Turkiye and Egypt have opened a formal defence industry channel, with the Secretariat of Defence Industries (SSB) hosting Egypt’s Minister of Defence and Military Production, Lieutenant General Ashraf Salem Zaher, in Ankara.
Secretary of Defence Industries Haluk Görgün said the two sides discussed opportunities for cooperation in the defence industry and avenues for joint capability development. The meeting concluded with the signing of a Letter of Intent that is expected to define the framework of cooperation in the period ahead.
The announcement places SSB at the centre of a new phase in the Turkiye-Egypt rapprochement. The emphasis is not limited to procurement. Görgün’s reference to joint capability development points to a broader industrial agenda that could include production planning, technology cooperation, sustainment, subsystem supply, ammunition, platform integration and long-term programme management.
This gives the visit an institutional defence industry character. Political normalization between Ankara and Cairo has already advanced, and military-to-military contact has recently increased. The SSB track adds a third layer: defence industrial planning. If this layer deepens, the relationship may move from diplomatic repair toward practical capability cooperation.
The Letter of Intent should therefore be read as an early framework document rather than a final procurement package. It does not yet define specific programmes, quantities, delivery schedules or industrial roles. Its importance lies in creating a formal channel through which future projects can be evaluated by the two defence establishments.
The timing is also significant. The meeting followed a period of visible military engagement between the two countries. Turkiye, Azerbaijan and Egypt recently conducted the Three Eagles exercise in Konya, while Turkish and Egyptian special forces also carried out joint operational training in Egypt under the Golden Eagle framework. These activities do not by themselves constitute an alliance, but they show that operational contact is being rebuilt in parallel with political normalization.
The visit was not limited to the defence industry track. Zaher also held talks with Turkiye’s Ministry of National Defence, giving the process a wider military and strategic context. However, the SSB meeting is important because it turns the relationship toward industrial mechanisms. Defence cooperation becomes more durable when it is supported by production planning, maintenance structures, supply chains and shared capability roadmaps.
For Turkiye, Egypt is a significant potential partner. It has one of the region’s largest armed forces, a major defence market, a long-standing military production base and strategic access to the Eastern Mediterranean, the Red Sea, North Africa and the Arab world. Cooperation with Cairo could therefore offer Turkish defence companies not only a market, but also a potential industrial and geographic bridge into wider regional demand.

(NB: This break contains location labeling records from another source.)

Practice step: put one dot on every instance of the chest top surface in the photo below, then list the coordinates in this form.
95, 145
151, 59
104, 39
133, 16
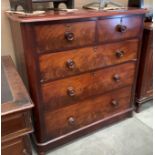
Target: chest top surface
14, 94
63, 15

For Egypt, Turkish defence industry offers a different value proposition. Turkish companies have expanded rapidly in unmanned systems, armoured vehicles, naval platforms, guided munitions, air defence, electronic warfare, command-and-control software and ammunition production. Cooperation with Ankara could support Cairo’s long-standing aim of increasing local defence production and diversifying its external suppliers.
The rapprochement is notable because the two countries spent nearly a decade on opposite sides of several regional disputes. Relations deteriorated sharply after the 2013 change of government in Egypt. Libya became the most visible military and political fault line, with Turkiye supporting the UN-recognized government in Tripoli and Egypt backing the eastern camp led by Khalifa Haftar. Eastern Mediterranean energy alignments, the Muslim Brotherhood issue and the Qatar crisis further deepened the divide.
Those files have not disappeared. Libya, maritime boundaries, regional alignments and the balance of power in the Eastern Mediterranean remain sensitive subjects. However, the current direction shows that Ankara and Cairo are choosing to manage these disputes while expanding areas of practical cooperation.
That is why the defence industry track matters. It gives the normalization process a material dimension. Joint capability development, if it advances, would create bureaucratic, industrial and military links that are harder to reverse than diplomatic gestures alone. The meeting also underlines SSB’s role in Turkiye’s defence industrial diplomacy, while showing that Ankara and Cairo are moving beyond normalization toward selective defence cooperation despite unresolved strategic files.